QUARTIER WAKHINANE 3 – PIKINE (SENEGAL)
I- LE PROCESSUS
1.1 HISTOIRE D’UNE RECHERCHE ACTION
La recherche action tire son origine d’une formation des jeunes organisée dans le
quartier Wakhinane – Pikine- (Sénégal). Profitant de cette activité mobilisatrice, les
femmes
se sentant « exclues » ont contacté les collègues
de la coordination
internationale Quartier du Monde (QDM) pour exprimer le besoin de « faire partie »
du réseau QDM, ou de « se faire financer leurs projets »
Tout ceci dans un contexte ou, dans la conscience collective, un projet équivaut
nécessairement à des financements. Une logique dominante qui a libre cours en général
dans les pays africains.
A partir de ce moment, l’idée d’une recherche action participative a germé dans les
esprits. Le thème serait « les femmes et l’économie sociale et solidaire ». Au-delà d’une
amélioration des conditions de vie, il fallait mettre l’accent sur la « qualité de vie » des
femmes.
Mais, une recherche action doit avoir un ancrage. C’est le premier défi que l’équipe de
facilitatrices a du relever.
1.2. ANCRAGE DE LA RECHERCHE ACTION
L’ancrage territorial, organisationnel et social de la recherche action induit que les
femmes devront s’engager en toute connaissance de cause.
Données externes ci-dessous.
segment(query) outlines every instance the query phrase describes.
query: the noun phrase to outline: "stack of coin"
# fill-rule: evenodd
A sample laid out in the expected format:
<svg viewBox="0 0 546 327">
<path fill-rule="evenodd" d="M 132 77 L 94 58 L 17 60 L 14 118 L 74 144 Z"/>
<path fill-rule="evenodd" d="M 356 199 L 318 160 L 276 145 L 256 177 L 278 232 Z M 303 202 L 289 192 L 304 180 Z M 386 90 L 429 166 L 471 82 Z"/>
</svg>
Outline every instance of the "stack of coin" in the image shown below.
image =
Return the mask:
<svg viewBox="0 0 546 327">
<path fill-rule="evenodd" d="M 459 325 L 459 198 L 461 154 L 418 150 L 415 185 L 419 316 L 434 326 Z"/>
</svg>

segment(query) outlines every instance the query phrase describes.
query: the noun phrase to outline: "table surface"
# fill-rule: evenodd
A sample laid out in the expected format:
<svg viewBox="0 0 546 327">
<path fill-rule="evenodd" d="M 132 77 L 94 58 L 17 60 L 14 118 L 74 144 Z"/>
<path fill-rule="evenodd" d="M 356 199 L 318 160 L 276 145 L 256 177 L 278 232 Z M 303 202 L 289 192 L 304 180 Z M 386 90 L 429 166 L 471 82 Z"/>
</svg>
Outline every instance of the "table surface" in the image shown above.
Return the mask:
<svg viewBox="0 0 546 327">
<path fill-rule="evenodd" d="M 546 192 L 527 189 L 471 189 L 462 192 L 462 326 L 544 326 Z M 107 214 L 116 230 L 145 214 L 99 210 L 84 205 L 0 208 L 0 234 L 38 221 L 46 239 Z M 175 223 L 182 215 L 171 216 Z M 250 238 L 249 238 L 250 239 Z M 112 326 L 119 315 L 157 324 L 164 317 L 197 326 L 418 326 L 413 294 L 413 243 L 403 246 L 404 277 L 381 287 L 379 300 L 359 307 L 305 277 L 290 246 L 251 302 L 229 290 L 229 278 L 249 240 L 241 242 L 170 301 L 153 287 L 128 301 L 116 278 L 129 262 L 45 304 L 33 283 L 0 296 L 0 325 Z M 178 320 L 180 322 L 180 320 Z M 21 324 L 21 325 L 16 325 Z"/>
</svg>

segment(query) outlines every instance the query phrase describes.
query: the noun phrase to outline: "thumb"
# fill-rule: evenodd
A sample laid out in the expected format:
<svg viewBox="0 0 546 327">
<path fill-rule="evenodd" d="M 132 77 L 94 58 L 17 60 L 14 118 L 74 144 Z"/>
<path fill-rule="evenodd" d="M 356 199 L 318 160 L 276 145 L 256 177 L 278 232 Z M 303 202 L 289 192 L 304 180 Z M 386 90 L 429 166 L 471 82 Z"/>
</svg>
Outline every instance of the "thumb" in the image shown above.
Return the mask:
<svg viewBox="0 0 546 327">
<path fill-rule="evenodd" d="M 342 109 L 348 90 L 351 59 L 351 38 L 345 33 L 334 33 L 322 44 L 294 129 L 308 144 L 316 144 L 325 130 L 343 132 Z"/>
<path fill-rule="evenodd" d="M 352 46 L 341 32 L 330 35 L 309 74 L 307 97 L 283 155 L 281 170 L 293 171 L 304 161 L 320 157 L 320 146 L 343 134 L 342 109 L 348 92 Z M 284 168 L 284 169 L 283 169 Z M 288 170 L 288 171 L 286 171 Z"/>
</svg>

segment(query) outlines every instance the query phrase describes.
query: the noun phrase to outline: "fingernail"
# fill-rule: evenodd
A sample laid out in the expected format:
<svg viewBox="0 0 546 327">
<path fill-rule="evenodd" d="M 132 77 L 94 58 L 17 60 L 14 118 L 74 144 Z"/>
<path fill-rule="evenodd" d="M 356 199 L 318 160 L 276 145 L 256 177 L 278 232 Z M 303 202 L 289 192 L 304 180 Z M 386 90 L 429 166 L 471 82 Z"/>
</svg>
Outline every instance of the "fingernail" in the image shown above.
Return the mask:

C’est pourquoi, les
facilitatrices se sont déployées dans le quartier pour identifier les femmes qui
seront en recherche action.
Dans le quartier Wakhinane, il existe de multiples et divers regroupements de femmes.
Parmi ceux-ci, certains sont fonctionnels, d’autres pas. Les questions qui se posaient :
- fallait –il choisir un seul regroupement féminin pour être en recherche action ? La
réponse a été négative car, le risque majeur est de créer des tensions dans le quartier
et entre les femmes : un choix est toujours subjectif.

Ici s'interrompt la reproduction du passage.